I note a couple of things about “The Blessing.” One is that the focus in on God. God is the subject of the verbs. “God bless you and keep you. . .” “May his favor be upon you to a thousand generations . . .” “May his presence go before you . . ” “He is for you . . . he is for you.” God is the focus and this God is active, doing something in people’s lives and in the world.

Generally speaking, in the mainline or liberal Protestant churches the focus tends to be more on us. We are called to do this or that, to seek a world characterized by peace and justice. The emphasis is on our being more moral or loving or just. It’s not that there’s anything wrong with this per se. There may be a lot right with it. But the hope, there, tends to fall more on us than on a God who is both amazing and surprising.

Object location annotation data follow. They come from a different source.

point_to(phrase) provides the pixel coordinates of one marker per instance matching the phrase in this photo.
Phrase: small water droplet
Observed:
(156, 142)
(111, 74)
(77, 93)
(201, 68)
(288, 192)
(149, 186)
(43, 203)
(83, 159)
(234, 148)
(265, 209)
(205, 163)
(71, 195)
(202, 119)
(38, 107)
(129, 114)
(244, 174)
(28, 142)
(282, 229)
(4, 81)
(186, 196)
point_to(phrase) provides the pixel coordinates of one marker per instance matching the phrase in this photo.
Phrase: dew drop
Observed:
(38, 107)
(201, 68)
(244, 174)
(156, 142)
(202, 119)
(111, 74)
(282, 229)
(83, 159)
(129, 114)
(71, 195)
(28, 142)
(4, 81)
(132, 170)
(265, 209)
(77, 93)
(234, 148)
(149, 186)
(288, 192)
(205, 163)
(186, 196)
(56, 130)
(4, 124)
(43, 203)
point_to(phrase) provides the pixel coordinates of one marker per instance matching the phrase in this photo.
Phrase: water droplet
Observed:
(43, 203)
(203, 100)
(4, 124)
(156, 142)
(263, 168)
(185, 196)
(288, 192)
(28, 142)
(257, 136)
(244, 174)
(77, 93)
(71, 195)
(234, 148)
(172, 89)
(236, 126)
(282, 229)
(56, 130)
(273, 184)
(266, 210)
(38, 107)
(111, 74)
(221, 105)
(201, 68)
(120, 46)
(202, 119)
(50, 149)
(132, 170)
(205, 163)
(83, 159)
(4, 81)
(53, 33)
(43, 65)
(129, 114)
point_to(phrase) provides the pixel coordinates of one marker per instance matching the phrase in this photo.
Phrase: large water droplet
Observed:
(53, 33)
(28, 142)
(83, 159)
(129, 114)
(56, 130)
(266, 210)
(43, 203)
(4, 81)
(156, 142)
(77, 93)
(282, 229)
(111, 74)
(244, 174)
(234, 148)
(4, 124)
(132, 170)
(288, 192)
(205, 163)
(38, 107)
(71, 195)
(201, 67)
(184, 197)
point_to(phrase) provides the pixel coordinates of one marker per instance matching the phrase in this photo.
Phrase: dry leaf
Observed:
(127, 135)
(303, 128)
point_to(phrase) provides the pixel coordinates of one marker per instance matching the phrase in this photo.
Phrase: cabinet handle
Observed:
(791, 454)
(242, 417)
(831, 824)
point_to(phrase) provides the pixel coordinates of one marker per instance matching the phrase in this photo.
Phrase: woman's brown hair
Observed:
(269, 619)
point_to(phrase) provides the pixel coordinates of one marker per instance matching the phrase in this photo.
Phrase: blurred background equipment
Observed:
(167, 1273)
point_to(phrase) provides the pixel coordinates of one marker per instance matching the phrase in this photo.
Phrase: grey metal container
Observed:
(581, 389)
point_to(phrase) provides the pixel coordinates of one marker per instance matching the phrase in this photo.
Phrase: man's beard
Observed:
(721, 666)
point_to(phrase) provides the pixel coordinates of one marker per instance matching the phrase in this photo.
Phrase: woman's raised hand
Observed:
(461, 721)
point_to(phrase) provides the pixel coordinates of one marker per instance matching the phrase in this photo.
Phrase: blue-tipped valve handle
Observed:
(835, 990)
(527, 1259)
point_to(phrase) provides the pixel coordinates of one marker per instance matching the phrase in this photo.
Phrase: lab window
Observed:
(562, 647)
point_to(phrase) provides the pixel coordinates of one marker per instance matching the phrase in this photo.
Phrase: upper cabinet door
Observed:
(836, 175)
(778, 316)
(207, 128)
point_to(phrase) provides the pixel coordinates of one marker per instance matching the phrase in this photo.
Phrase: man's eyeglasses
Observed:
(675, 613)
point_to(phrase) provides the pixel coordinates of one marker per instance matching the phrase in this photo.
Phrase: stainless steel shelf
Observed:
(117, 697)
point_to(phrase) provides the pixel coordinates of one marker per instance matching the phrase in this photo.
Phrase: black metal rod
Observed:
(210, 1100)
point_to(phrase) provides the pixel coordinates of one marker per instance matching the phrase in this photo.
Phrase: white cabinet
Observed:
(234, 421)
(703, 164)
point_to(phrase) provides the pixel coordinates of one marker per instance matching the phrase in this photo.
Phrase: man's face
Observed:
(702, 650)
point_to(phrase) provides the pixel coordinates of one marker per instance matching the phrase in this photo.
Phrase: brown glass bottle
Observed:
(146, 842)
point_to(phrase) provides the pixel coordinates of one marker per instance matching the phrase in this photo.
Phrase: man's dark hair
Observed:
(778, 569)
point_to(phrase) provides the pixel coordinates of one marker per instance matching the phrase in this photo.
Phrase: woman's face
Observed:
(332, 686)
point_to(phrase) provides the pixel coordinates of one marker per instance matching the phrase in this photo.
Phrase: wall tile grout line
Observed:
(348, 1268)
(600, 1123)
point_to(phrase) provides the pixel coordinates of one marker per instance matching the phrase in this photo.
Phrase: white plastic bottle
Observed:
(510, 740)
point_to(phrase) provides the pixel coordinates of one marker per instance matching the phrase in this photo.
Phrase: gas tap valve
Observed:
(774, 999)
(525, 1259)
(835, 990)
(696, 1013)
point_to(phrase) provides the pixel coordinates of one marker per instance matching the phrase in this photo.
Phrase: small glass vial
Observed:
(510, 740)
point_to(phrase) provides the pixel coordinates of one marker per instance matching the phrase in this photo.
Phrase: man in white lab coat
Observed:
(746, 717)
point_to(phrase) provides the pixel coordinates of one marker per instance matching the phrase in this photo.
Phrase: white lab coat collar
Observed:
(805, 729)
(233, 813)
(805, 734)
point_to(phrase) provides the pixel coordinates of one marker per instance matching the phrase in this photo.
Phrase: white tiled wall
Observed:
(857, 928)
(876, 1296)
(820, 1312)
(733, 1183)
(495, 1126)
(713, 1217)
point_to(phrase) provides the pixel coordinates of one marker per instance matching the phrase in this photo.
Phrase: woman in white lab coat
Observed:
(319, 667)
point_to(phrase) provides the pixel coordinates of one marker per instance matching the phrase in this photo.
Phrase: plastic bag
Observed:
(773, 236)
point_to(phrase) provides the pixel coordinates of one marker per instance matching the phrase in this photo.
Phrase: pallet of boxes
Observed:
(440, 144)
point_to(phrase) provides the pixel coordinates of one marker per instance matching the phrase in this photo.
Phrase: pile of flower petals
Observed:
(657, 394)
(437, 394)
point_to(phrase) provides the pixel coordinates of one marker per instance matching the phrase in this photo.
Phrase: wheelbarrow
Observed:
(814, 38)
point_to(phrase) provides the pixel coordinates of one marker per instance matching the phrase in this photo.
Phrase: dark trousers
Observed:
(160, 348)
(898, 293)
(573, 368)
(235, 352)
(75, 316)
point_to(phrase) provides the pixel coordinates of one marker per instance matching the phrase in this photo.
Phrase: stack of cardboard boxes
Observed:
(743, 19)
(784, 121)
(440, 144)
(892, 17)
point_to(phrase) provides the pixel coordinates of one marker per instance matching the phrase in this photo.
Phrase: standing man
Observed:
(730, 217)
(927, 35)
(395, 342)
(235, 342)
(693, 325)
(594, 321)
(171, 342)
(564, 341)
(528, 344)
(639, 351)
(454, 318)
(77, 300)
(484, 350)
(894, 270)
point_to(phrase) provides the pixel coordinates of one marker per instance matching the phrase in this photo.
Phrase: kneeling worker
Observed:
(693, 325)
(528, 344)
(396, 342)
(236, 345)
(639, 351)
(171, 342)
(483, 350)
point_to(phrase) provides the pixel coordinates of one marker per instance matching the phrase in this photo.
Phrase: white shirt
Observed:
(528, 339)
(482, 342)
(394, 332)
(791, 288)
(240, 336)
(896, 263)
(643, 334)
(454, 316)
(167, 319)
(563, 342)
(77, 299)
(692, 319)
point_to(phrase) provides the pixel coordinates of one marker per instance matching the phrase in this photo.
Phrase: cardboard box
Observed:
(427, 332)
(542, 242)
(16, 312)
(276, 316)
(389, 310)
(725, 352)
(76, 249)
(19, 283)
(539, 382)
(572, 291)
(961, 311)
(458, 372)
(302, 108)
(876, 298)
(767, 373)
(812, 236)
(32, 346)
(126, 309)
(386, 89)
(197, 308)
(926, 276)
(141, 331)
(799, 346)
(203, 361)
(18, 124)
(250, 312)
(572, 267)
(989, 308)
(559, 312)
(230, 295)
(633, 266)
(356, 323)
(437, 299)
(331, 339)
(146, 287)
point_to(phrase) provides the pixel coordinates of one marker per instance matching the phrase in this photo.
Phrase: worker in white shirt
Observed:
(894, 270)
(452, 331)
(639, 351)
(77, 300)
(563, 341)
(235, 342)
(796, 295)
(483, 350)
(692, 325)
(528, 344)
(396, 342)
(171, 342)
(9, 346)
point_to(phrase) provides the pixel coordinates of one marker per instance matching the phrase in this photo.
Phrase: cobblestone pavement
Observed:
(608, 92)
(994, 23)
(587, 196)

This difference explains why worship in the evangelical and historic black churches has more energy — energy derived from the power of a living God. What energy is derived from exhortation tends to be short-lived. Moreover, it often relies on an us-them contrast between the enlightened and the unenlightened, or the righteous and unrighteous. Or to put it in another way “religion” tends to be about what we should do, while “faith” tends to be about what God has done and is doing.

The other thing I notice in watching these various recordings of “The Blessing” is that those singing are really proclaiming their faith. While their performances are beautiful, they aren’t really performances of a piece of music with the emphasis on artistic ability or excellence in performance. Often, in my experience, in churches in the mainline tradition musicians and congregations place more emphasis on artistic ability and performance than on communicating faith and faith’s power.

Whether the emphasis falls on a living God and God’s action or on us and our actions is not, in the end, an either/ or but a both/ and. Nevertheless, it matters where the emphasis falls and what the starting point is. I find this aphorism helpful — “Salvation is all about grace (that is God’s doing); ethics ( that is our doing) is all about gratitude.” The first word is about God’s grace, forgiveness, mercy, liberation, reconciliation and new creation. The second word is about our faithful and bold response to what God has done.

The power of “The Blessing” comes from its emphasis on a powerful, loving, insistent, relentless and faithful God. And that is the good news.